Thales Blog

Mobile Wallet Security

August 15, 2011

Over last few months various groups have launched their mobile wallet offerings.

In the U.S., Isis, the mobile payment initiative that AT&T, T-Mobile and Verizon started last November, recently announced plans to launch a pilot project in 2012. This project will create a payment network that enables customers to pay, redeem coupons and store merchant loyalty cards, all with the tap of their phone.

More recently, a joint venture between Vodafone, Everything Everywhere and O2 announced that it is set to ‘deliver the technology required for the speedy adoption of mobile wallet and payments’. Back in May we of course saw Google launch its platform, which turns Android smartphones into digital wallets.

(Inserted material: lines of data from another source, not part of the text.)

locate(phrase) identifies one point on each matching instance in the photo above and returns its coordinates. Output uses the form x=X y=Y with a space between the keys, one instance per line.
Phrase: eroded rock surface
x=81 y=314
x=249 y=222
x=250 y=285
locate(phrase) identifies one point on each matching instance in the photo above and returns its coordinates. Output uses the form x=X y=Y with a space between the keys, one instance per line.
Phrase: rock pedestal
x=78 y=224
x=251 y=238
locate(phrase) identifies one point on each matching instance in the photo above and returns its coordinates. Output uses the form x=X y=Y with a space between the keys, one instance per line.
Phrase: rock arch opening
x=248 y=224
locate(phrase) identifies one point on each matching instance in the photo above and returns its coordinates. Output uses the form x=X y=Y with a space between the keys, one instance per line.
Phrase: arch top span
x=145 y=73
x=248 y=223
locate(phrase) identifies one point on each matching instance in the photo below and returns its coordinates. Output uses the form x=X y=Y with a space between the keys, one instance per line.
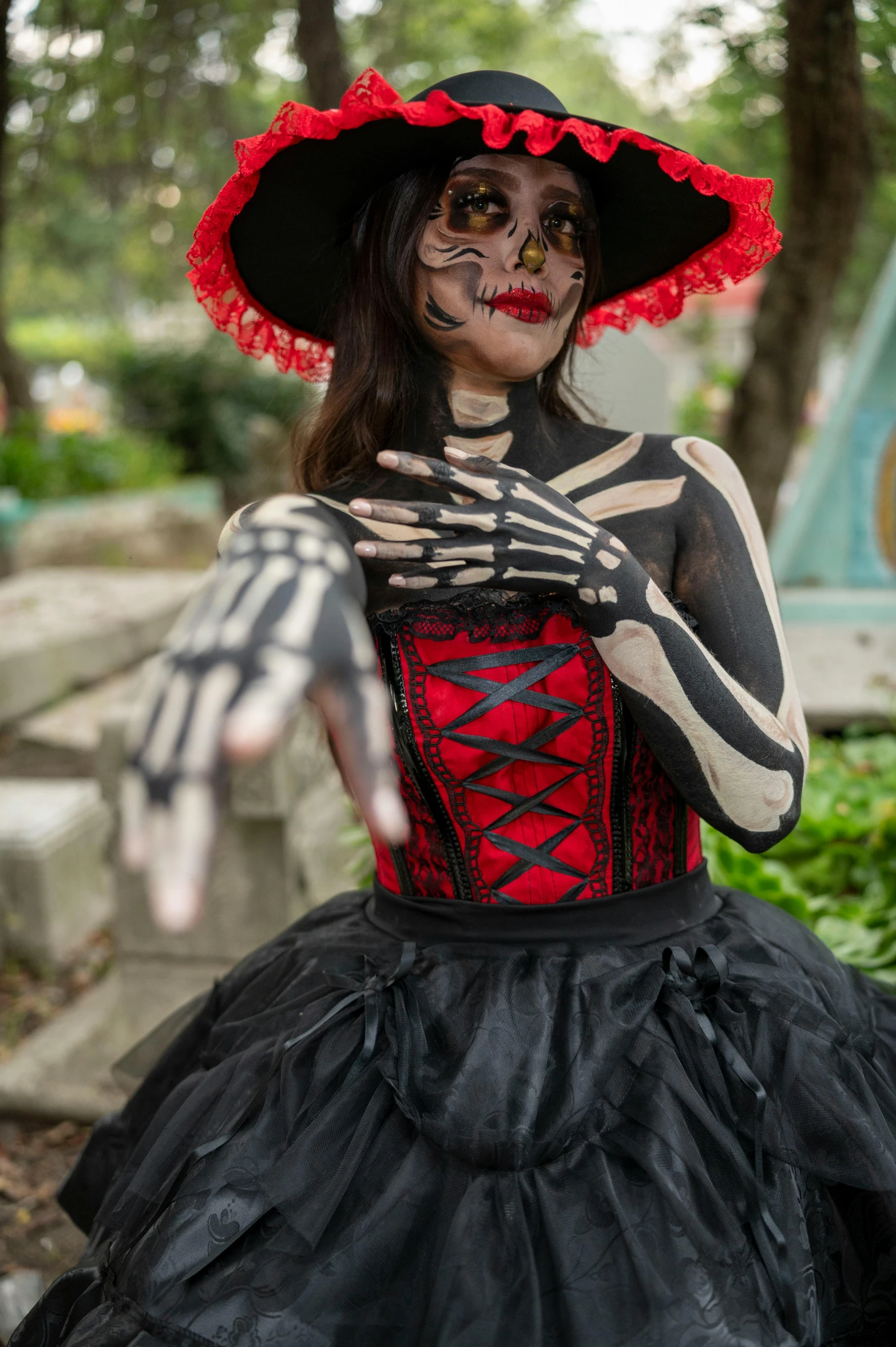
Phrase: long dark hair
x=372 y=387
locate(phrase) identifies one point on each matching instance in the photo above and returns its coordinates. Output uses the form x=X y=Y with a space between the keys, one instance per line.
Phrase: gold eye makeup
x=564 y=224
x=475 y=207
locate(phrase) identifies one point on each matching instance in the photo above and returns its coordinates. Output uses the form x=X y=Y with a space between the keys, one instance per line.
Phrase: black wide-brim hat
x=269 y=252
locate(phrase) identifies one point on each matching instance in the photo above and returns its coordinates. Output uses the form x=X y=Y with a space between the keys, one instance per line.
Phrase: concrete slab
x=76 y=724
x=66 y=627
x=64 y=1069
x=171 y=526
x=844 y=671
x=54 y=882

The Vodafone, Everything Everywhere and O2 offering, if not the other wallets announced, will take the form of a SIM based wallet, meaning it can be used regardless of which NFC enabled mobile device, or mobile network customers are using.

But what does that mean in terms of security? How exactly do you get the wallet onto the SIM in a secure way? As mentioned in previous blogs about security challenges in the age of mobile payments, usually the provisioning of wallets or applications is done ‘Over The Air’ (OTA).

The standards for putting payments on phones are shaping up now, but building the data needed to issue a payment application and to create the secure messages required to personalize the mobile phone OTA can be a lengthy and inefficient process requiring multiple core cryptographic functions which may expose sensitive data.

The activity around mobile wallets has only really just begun and it will be interesting to see which players prove the most successful, but the fact remains that the security of mobile payments is one of the customer’s main concerns. The availability of a more efficient and secure means to enable issuers to provision wallets over the air to mobiles will undoubtedly pay dividends in the long run.